Somewhere in an alternate universe raccoons don't go apeshit when they hit puberty, and foxes aren't obnoxiously loud and piss everywhere. And they are just your spicy flavour of home pets.
This is one of the things I don't understand about people who think having tigers as "pets" is a good idea.
I've had a cat randomly decided to latch on to my arm, claws, teeth, and all a few times. Not a lot. Just a few. Obviously I was fine. Now imagine this house cat weighs 450 lbs. Not super confident that I'm going to be fine in that scenario.
Well, cats learn how to bite without causing damage. Tigers aren't socialized with humans, so they learn the levels of bite appropriate to other tigers.
I feel like the standard zookeeper line would be "because these are apex predators, and their presence would have an incredibly adverse effect on any ecosystem they're introduced to".
The order is Carnivora. So by your logic, cats are microbears too. Not a bad attempt, but I don't think that's satisfying enough for bear lovers. You're right they are more related to dogs than to cats (superfamily Canoidea), but that's still not enough. We need an Ursidae pet, that's the only way.
I was at the Calgary Zoo last week and I watched a blonde bear being hunted relentlessly by two darker bears. The consensus was that they were playing and everyone was having a good laugh, but the longer it went on, the less the blonde bear appeared to be having fun. But the darker bears just kept going. I couldn't help but wonder, what if the blonde bear was going to be eaten by the other bears, and he's just trapped in this exhibit, doomed to run perpetual circles until he finally collapses and gets ripped apart by the others?

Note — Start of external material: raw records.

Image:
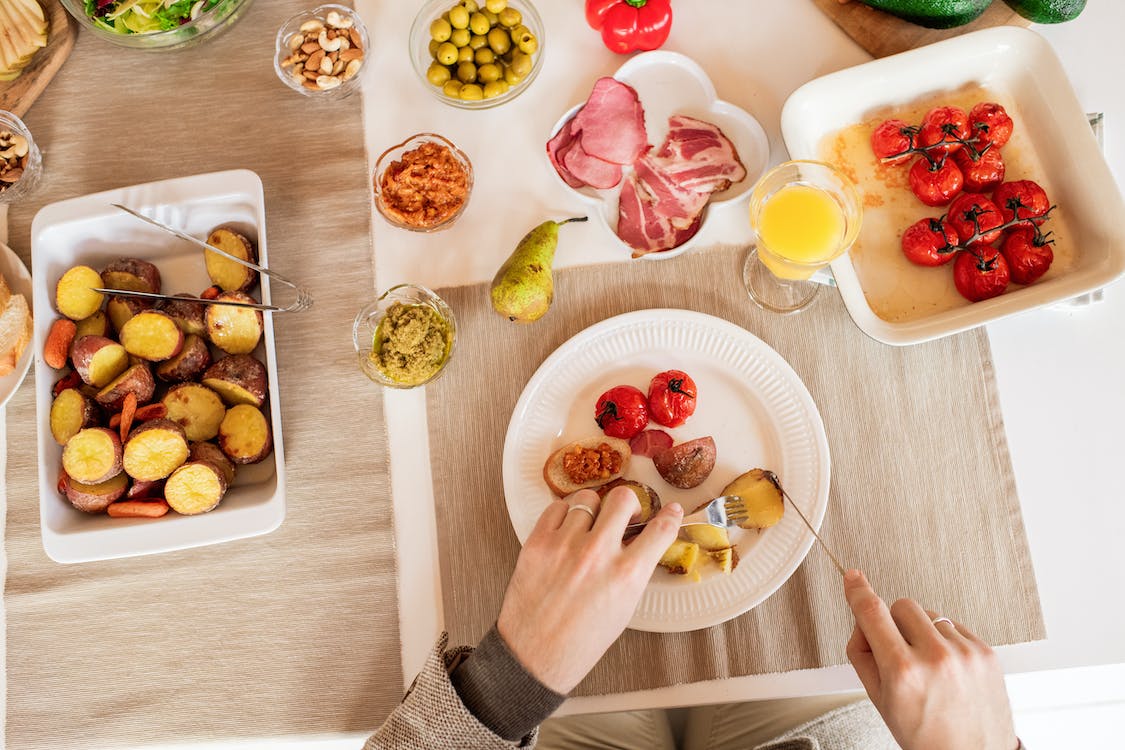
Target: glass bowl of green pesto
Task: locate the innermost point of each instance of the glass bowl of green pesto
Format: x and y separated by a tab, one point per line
405	337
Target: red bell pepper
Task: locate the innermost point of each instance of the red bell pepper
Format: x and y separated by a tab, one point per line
629	25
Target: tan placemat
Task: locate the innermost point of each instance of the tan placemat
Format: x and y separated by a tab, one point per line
923	496
291	632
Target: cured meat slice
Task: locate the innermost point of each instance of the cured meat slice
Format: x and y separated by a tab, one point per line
612	123
642	227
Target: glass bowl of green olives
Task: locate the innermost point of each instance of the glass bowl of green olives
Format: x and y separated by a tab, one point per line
477	54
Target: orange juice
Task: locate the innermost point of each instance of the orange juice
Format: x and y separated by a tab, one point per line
800	228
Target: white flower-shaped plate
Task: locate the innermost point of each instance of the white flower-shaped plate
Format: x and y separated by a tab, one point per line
669	83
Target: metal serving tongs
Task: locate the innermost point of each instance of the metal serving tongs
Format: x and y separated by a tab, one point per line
303	303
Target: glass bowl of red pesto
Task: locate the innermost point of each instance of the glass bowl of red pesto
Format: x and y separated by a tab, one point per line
423	183
405	337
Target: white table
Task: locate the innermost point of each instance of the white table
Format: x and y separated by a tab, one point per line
1059	371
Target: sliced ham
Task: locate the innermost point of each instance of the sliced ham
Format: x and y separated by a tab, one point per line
642	227
612	123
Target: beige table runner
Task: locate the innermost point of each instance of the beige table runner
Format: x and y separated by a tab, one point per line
923	496
291	632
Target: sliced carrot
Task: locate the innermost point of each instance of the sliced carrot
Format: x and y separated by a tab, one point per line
137	508
128	410
56	349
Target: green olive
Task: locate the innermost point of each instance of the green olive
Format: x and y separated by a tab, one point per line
521	64
471	92
500	41
478	24
459	17
440	29
461	37
438	74
447	53
489	73
467	73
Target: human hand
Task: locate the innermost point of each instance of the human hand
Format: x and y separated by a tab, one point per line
937	686
575	586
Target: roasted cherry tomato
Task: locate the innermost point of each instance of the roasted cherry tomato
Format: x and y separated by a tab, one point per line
983	171
929	242
989	124
936	183
622	412
975	219
672	398
892	141
1028	254
980	276
1023	198
943	130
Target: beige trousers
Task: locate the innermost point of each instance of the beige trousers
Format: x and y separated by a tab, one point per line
723	726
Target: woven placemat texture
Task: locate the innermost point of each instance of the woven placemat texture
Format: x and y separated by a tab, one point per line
923	496
295	632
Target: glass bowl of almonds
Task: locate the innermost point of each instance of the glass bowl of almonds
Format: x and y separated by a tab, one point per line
321	52
20	162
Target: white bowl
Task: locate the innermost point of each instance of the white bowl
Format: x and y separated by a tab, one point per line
669	83
89	229
1019	66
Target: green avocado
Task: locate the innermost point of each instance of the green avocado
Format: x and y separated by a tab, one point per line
1047	11
938	14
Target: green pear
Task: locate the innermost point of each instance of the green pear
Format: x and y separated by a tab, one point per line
524	285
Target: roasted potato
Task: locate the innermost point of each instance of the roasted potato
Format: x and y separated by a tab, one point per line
234	330
74	296
152	335
192	360
98	360
154	450
239	379
136	380
132	274
687	464
92	455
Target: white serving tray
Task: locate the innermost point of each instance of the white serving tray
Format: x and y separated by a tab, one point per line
90	231
1022	66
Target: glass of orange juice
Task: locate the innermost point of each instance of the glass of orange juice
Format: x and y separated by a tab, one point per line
804	215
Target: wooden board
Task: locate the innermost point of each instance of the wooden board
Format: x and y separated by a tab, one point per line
882	34
19	95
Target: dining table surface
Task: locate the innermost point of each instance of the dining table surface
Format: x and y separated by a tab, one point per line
1059	369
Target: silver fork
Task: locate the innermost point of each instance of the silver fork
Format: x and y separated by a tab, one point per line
723	511
304	299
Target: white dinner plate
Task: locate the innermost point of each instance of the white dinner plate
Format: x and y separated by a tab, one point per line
19	281
90	231
750	401
668	83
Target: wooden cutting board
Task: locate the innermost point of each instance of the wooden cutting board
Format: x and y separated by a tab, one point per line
882	34
19	95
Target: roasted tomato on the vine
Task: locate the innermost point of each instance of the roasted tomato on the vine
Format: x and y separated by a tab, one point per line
1023	198
983	171
975	219
980	273
672	398
892	141
936	183
622	412
1028	254
990	124
929	242
943	130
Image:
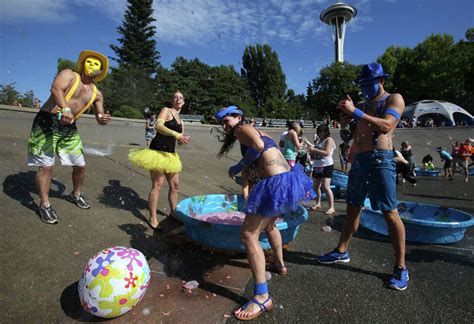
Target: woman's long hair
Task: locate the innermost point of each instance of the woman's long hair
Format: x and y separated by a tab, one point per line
228	139
324	130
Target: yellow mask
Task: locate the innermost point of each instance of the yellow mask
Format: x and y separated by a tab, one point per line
92	66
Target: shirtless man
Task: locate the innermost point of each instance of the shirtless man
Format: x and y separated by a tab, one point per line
373	171
54	129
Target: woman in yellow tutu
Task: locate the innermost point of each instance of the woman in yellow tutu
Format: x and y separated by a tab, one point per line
161	159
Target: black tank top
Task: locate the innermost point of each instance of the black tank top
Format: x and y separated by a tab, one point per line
166	143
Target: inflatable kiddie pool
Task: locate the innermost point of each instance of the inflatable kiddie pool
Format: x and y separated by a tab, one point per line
215	221
421	172
339	180
424	223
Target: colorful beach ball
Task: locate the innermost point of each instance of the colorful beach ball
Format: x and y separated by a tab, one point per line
114	281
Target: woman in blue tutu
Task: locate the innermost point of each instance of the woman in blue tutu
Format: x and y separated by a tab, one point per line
278	191
161	159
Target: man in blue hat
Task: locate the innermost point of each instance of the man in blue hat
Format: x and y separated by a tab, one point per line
373	172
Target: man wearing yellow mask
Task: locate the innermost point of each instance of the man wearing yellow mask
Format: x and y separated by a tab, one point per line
54	129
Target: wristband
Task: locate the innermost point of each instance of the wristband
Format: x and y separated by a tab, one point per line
357	114
392	112
63	110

I don't know where the fuck I was going with this one. I just wanted to rescue that blonde bear from his cruel friends. Maybe he'd make a good candidate for a housebear. I didn't get a photo of him, but I did manage to snap this awkward pic of a meerkat.
"I swear that North American Puppy at the zoo wanted me to rub its belly, if it weren't for the glass! We had a connection, I could just tell, I'm not crazy!"
Now you've said that I want a real life, living horse that I could put in my pocket. Imagine everyone carrying around their pocket horse, getting them out for tiny races, slipping them a blade of grass to munch on, whimsical as fuck
I totally love the energy of the poster in OPs image, it's so warm and wholesome.
That said, it's probably true that cats (and dogs for that matter) have a variety of coat patterns because of domestication. Not only do humans choose to breed pets for their coat variations, selecting for tamer, friendlier animals actually also just introduces a variety of differences from their wild counterparts. Coat color is one of them.
But the [related traits from domestication] as a whole, with its diverse array of affected morphological traits, clearly cannot be caused simply by alterations of adrenal function. What, therefore, might be the common factor? What all of these diverse traits, including the adrenals, share is that their development is closely linked to neural crest cells (NCCs). NCCs are the vertebrate-specific class of stem cells that first appear during early embryogenesis at the dorsal edge (“crest”) of the neural tube and then migrate ventrally throughout the body in both the cranium and the trunk, giving rise to the cellular precursors of many cell and tissue types and indirectly promoting the development of others (Carlson 1999; Hall 1999; Gilbert 2003; Trainor 2014).
Edit: the adrenal gland is mentioned here because lessening the function of the "flight or flight" response appears to makes friendlier animals with better temperament for domestication. The idea is that domestic animals were selected for temperament first, and everything else is less important (why would you keep an animal that won't stop biting you?).
Yeah; I don't have the spoons to give a supporting link but I remember that being borne out in the fox-domestication experiment, as well (along with other traits that seemed to align with the domestication process – as well –, such as floppy, folded ears); same reason domesticated cattle have developed spots.